Gateway turf replacement to be studied
Gateway School District officials are considering replacing the artificial turf at the Antimarino Stadium, but first they want to find out how safe the existing turf is.
At an athletic committee meeting last week, athletic director Terry Smith said the warranty on the 8-year-old turf will soon expire, and the turf is falling apart in some places. The maintenance department crews are gluing numbers and lines back onto it.
Smith estimated replacing the all-rubber turf would cost between $300,000 and $350,000.
The turf services the entire athletic department, physical education classes and community events. Wear-and-tear has increased the number of scrapes in athletes, Smith said.
“It’s like a carpet at your house; it wears and starts to flatten,” he said. “As it flattens, it becomes more of a safety hazard.”
Smith said he received a letter from East Suburban Sports Medicine stating that this year was the first year a lot of athletes received skin burns.
The board agreed to tour the field and seek an independent contractor to test it to determine whether it is safe.

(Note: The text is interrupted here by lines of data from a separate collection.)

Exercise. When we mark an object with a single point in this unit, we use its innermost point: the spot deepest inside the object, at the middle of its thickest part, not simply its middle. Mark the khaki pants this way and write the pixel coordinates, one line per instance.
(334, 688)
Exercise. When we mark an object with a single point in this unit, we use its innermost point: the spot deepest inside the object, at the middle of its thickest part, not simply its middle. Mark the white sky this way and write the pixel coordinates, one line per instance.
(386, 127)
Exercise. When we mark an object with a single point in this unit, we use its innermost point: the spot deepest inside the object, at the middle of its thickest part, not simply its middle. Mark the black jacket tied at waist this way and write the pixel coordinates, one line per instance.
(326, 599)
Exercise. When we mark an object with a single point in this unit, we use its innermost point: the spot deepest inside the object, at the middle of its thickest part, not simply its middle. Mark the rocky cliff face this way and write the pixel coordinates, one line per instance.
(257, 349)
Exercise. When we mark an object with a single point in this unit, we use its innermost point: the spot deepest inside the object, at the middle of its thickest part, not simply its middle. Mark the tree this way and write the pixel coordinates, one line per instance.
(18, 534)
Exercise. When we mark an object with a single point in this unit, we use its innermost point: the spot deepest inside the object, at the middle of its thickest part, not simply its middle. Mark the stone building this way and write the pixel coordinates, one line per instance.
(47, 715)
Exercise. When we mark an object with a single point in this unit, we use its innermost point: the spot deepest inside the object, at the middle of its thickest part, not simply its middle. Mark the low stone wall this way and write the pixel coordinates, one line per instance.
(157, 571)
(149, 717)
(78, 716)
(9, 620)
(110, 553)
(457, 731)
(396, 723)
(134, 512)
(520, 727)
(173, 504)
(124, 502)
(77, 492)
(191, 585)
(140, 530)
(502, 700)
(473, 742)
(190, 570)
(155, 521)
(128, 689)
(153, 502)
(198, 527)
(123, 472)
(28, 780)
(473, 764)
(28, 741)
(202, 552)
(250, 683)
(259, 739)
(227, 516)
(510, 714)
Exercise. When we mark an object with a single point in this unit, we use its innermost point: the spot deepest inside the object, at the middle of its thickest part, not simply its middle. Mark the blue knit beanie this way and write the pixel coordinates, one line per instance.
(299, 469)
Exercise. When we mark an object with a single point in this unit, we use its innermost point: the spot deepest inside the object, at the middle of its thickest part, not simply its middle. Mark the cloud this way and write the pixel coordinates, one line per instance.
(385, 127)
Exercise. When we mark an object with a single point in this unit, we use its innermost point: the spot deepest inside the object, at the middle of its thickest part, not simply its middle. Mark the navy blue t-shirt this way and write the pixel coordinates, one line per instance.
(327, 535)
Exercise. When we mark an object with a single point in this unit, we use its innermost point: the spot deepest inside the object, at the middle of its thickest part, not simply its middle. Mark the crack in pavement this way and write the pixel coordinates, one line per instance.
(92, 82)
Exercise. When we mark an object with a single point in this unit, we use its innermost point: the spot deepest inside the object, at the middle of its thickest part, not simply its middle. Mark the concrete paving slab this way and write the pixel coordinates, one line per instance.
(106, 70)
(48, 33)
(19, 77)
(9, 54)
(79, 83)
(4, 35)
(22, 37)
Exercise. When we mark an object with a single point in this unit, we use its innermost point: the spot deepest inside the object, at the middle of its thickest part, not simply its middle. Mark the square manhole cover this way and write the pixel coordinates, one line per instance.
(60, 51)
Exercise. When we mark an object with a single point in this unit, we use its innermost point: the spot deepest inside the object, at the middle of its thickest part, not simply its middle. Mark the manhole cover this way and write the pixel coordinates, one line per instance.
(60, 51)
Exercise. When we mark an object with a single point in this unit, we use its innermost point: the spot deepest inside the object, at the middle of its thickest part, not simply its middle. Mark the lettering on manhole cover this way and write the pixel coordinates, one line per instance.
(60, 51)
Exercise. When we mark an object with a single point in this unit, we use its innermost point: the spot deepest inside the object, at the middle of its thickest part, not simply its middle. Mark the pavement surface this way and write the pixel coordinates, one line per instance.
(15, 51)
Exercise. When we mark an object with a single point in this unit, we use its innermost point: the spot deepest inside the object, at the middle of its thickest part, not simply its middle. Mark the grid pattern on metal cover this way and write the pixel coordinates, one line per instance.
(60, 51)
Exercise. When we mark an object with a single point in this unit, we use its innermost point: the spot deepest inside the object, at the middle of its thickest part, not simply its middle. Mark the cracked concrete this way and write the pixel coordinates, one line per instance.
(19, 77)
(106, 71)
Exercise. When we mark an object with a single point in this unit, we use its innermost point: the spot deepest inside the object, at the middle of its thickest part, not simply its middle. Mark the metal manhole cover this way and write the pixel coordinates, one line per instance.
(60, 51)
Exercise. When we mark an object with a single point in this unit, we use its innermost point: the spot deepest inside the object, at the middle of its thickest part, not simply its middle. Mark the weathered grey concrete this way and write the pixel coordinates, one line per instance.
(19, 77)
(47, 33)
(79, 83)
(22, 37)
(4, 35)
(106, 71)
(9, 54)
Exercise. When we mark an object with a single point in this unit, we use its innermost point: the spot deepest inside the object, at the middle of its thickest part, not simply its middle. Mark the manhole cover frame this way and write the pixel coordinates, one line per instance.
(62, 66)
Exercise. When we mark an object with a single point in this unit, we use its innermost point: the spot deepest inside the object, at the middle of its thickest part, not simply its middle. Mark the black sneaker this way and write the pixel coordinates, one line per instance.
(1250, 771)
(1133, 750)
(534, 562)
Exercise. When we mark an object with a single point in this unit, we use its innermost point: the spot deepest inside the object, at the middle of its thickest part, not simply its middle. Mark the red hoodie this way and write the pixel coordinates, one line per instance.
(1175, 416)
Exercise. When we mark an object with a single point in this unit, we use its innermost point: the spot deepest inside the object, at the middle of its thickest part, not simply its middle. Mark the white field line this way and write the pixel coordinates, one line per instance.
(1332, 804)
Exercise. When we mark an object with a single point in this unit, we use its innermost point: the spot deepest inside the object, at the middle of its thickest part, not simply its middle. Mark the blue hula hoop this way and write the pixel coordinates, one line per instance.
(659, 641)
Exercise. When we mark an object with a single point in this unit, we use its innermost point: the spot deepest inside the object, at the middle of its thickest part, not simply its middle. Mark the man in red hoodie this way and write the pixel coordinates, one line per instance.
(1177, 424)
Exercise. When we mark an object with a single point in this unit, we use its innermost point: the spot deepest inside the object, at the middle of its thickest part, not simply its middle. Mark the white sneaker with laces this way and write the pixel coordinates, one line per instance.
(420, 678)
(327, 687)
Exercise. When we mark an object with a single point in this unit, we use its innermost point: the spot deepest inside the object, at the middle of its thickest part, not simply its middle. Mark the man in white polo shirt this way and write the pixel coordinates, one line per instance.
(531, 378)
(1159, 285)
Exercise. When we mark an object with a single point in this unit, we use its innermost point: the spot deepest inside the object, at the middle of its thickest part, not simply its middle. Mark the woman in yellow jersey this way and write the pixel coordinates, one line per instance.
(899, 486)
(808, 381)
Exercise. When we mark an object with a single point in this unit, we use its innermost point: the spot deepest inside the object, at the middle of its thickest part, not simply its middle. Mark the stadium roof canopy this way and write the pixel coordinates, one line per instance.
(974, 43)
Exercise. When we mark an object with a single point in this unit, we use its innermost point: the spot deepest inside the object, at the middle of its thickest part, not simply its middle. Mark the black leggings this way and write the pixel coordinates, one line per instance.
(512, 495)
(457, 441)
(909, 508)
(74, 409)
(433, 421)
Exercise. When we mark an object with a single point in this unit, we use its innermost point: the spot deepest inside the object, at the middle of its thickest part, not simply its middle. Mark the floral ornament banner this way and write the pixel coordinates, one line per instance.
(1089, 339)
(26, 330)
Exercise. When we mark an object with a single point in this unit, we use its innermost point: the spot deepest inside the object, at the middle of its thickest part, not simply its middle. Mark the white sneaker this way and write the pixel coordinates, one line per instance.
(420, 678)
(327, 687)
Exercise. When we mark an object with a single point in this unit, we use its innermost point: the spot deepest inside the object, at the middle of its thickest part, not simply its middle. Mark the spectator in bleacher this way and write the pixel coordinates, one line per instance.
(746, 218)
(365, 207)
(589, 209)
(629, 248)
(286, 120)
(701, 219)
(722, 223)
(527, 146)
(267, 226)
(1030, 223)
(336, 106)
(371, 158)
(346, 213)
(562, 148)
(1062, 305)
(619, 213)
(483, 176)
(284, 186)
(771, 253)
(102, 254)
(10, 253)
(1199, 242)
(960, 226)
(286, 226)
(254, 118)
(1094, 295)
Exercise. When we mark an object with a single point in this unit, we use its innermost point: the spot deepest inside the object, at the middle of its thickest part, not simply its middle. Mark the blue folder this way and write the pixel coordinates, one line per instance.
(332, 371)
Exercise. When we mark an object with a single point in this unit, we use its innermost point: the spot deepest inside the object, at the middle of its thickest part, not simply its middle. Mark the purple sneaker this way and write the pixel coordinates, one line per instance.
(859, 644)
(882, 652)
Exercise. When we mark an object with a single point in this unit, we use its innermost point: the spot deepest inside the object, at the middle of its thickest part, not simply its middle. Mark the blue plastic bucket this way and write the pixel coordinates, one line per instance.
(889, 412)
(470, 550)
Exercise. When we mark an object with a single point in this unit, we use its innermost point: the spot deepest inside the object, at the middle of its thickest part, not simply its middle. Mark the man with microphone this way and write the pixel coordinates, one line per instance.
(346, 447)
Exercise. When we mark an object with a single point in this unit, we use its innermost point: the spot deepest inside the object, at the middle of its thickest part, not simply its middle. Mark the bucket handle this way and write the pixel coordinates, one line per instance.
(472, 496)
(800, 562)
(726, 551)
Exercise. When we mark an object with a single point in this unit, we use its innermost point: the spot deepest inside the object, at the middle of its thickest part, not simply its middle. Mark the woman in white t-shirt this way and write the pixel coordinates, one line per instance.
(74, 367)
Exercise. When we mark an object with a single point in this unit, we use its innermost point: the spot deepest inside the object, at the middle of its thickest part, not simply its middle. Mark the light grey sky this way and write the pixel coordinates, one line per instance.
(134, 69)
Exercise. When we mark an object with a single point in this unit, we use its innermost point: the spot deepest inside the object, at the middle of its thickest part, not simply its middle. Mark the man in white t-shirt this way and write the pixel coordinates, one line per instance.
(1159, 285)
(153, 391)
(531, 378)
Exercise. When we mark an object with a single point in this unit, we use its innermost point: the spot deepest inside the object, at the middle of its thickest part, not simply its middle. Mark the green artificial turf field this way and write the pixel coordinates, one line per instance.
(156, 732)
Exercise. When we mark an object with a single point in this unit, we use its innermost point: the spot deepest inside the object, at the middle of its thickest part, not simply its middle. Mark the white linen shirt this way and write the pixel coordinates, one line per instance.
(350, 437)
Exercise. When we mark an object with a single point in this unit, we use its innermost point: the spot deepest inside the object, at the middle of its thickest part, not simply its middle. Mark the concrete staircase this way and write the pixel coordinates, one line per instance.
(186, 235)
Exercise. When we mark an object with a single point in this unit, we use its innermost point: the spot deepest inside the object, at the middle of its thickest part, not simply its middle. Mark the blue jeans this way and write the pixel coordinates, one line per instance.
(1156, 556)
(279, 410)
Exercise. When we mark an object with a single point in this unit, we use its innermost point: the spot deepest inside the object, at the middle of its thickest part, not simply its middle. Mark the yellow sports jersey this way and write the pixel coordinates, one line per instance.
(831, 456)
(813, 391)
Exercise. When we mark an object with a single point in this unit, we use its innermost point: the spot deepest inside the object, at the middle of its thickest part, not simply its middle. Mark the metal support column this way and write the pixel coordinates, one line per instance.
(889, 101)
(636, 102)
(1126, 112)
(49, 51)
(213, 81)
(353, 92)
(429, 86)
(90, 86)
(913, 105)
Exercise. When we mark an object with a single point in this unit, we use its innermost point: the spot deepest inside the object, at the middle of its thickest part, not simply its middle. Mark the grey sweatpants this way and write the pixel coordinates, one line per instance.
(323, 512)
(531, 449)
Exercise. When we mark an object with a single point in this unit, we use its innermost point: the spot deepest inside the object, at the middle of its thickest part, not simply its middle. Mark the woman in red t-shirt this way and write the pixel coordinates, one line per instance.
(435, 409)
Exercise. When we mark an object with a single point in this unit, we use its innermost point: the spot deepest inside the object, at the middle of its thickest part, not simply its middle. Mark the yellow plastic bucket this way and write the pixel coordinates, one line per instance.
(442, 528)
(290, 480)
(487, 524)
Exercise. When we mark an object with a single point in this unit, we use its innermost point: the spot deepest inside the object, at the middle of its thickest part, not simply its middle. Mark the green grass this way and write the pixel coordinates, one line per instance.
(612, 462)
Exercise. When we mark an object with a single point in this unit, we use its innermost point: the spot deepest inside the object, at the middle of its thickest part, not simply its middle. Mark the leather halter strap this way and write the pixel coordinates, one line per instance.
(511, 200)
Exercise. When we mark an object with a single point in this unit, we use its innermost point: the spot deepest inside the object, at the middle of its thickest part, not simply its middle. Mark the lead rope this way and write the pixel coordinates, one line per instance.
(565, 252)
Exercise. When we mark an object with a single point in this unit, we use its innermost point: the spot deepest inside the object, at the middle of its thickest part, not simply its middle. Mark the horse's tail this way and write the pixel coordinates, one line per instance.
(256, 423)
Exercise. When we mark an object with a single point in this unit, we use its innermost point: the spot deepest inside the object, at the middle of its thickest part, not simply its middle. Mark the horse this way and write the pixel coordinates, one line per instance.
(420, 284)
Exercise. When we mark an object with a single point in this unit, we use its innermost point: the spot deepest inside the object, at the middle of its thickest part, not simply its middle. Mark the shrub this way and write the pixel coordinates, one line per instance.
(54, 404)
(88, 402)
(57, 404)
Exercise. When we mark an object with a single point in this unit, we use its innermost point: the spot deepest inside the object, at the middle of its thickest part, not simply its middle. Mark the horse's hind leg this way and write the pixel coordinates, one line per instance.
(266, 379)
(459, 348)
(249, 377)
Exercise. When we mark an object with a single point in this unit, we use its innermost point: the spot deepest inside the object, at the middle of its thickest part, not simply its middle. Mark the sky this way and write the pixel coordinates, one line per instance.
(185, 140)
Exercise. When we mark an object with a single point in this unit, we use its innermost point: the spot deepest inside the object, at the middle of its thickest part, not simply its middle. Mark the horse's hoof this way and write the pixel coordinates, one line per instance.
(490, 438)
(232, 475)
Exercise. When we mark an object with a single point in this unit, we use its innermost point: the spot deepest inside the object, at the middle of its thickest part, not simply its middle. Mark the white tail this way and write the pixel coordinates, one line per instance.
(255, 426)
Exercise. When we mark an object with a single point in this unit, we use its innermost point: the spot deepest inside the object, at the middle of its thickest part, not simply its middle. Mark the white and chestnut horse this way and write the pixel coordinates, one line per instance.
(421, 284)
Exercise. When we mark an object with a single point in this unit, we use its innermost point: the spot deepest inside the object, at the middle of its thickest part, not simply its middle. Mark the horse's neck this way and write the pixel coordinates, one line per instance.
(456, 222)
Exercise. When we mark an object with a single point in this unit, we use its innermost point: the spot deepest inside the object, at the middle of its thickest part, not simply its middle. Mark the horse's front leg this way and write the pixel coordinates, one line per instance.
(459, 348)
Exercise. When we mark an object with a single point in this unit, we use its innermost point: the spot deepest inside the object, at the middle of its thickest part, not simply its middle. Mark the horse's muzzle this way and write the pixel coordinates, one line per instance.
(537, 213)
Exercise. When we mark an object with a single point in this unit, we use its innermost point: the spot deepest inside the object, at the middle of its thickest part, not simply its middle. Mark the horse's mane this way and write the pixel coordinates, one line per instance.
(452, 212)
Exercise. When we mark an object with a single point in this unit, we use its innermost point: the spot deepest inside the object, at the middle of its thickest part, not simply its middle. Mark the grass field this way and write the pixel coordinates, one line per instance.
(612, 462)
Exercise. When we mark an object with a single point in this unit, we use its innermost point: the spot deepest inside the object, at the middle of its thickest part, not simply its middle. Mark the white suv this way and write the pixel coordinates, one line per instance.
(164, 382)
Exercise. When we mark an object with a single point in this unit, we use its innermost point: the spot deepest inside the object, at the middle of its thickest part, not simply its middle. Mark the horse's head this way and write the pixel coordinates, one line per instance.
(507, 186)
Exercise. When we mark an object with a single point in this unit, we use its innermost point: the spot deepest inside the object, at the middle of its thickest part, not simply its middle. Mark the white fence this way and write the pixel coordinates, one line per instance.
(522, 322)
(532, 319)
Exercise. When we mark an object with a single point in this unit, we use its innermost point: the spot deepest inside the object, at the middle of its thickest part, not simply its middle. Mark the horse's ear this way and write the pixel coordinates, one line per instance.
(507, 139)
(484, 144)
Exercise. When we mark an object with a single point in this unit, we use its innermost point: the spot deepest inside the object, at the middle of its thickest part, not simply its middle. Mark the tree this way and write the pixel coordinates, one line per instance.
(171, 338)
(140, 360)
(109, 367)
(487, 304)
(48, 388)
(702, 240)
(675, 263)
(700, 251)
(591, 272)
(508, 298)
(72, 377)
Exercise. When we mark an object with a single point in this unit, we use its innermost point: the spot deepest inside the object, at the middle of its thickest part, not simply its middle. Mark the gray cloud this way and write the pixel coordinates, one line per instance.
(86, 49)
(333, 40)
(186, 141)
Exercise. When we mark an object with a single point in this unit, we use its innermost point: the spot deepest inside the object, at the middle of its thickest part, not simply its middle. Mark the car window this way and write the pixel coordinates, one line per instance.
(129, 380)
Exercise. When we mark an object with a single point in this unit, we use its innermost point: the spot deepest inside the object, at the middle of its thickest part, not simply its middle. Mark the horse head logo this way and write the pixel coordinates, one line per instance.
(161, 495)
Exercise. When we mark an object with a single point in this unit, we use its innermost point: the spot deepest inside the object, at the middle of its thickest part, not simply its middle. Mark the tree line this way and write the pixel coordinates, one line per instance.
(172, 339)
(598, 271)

School board member Joe Wightkin said he’s not convinced the turf must be replaced, but getting the test done would help make the determination.
“Besides the warranty being over for eight years, is there anything saying it’s not safe?” he asked. “Gluing and re-gluing is normal. It’ll be nice to see that test because we’ll have some numbers.”
Board member Dan Nowak said the problem could be that the field is used for too many things.
The advantage of having a field with artificial turf is that teams — such as baseball and softball — can condition on it when their fields are flooded, Assistant Superintendent Theresa Piatek said.
“The investment for that type of field allows more flexibility,” she said.
Board member Scott Williams said when the turf was replaced eight years ago, officials discussed whether to allow advertising on the scoreboard to help pay for new turf, but that never happened.
Smith said the turf could hold up for another year or so, but officials should begin to consider how to pay to replace it.
“We have to have a plan in place for it,” he said.